Different weapons have different effective areas on a zombie. For example, a pike under the chin does damage going in and then again when it’s pulled out – creating a 1-hit kill weapon. Blades/swords can amputate limbs, slowing and immobilising zombies.
Factor this into zombie resistance to particular weapon modifications – be it electrical or fire etc – and you get this web of different weapons for different scenarios. It all sounds quite simple but this is where the dynamism and depth to the game comes from. You need to have a well-rounded arsenal for all occasions.
Once you’ve got the weapon wheel dialled in, then you can start to think about how to use the environment to your advantage. Do you want to burn, electrocute or dissolve the horde? Your curveballs – a secondary weapon set that gives you things like chub to attract and lure zombies – come in handy to execute your well-laid-out plan for destroying multiple zombies in one hit.

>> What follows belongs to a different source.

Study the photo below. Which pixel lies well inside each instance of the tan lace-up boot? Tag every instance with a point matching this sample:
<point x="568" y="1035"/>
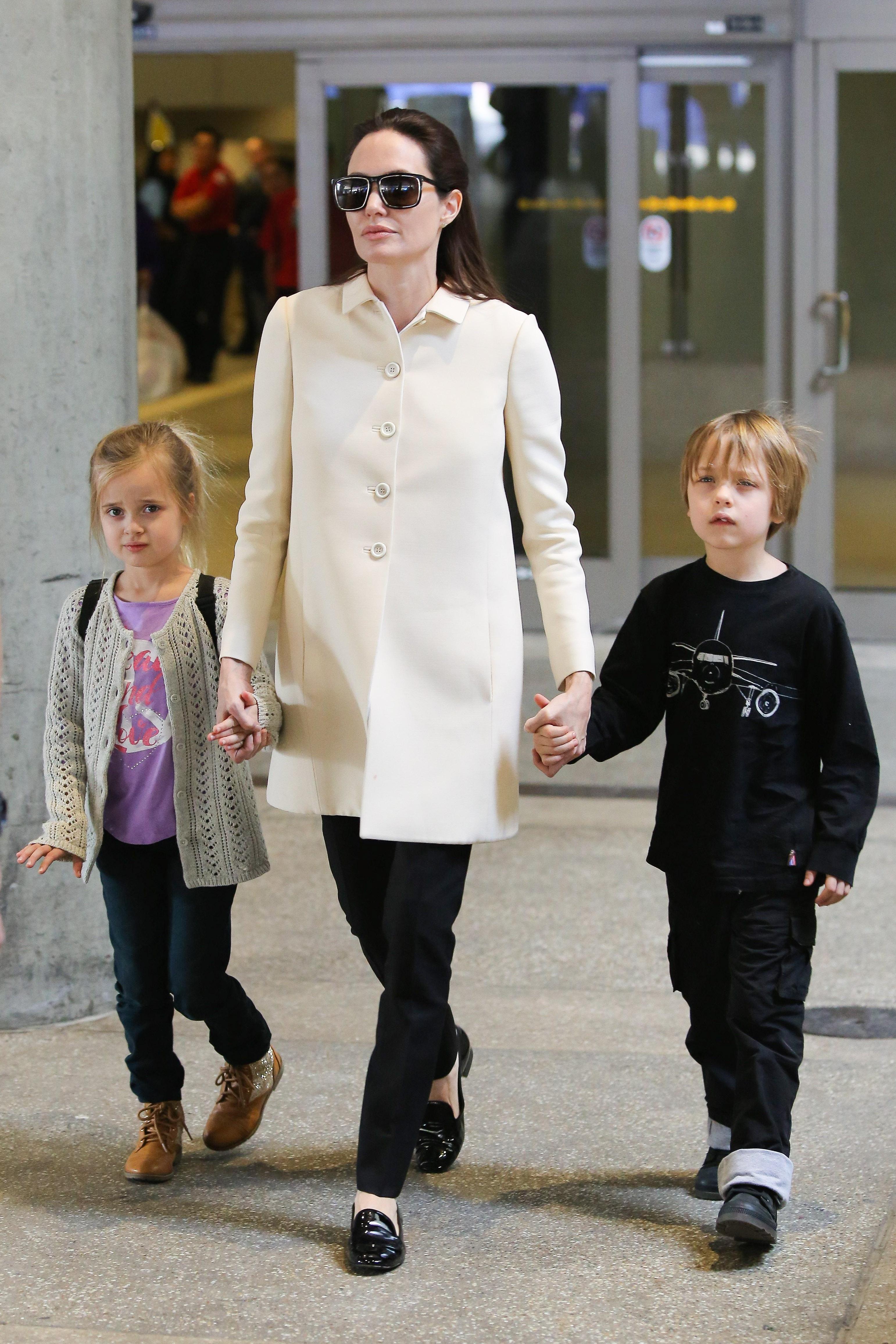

It is very, very satisfying watching zombie after zombie falls foul of your master plan. But, in an ironic twist, this is where the game is suddenly too quick. I would like to see a greater number of zombies moving more slowly at times – a huge herd of them where you can properly plan and set up an ambush that, once triggered, takes out vast swathes of them in one hit. It’s a minor grievance but the general pace of the playthrough is affected by it.
I have really struggled with this Dead Island 2 review. Is it a good game? Is it a great game? Is it a terrible game? Have I enjoyed it? Does it entertain me? Am I captivated like I am in Hogwarts Legacy?
I think I’ve decided that it’s a good game, a very polished and well-produced game but it’s by no means a great game. There’s nothing wrong with it per se, but I just can’t get over how it plays. There are elements that I feel should be quicker in how they play and elements I feel should be slower and grow more to a crescendo.
It’s one of those titles that you play through because it’s good and then forget about it. That’s by no means a bad thing – games are there for entertainment purposes after all. But, it’s not a title that you’ll pick up in a year’s time and think to yourself, “I’ll play through this again”.
I feel that Dead Island 2 has been compromised by its difficult and protracted development. If it has been released when it should have in the first half of the Xbox One and PlayStation 4 lifetime, and with just the one studio building it, then I think it would have been a really, really great game. I can’t help but feel there’s been more than one creative direction influencing development and that’s where these conflicting elements come from.
My hope is that the next one has already been green-lit and Dead Island 3 gets a clear run at being a great game. Based on how Dead Island 2 shot to number 1 in UK sales charts, I think we can be fairly confident of seeing Dead Island 3 in the next few years!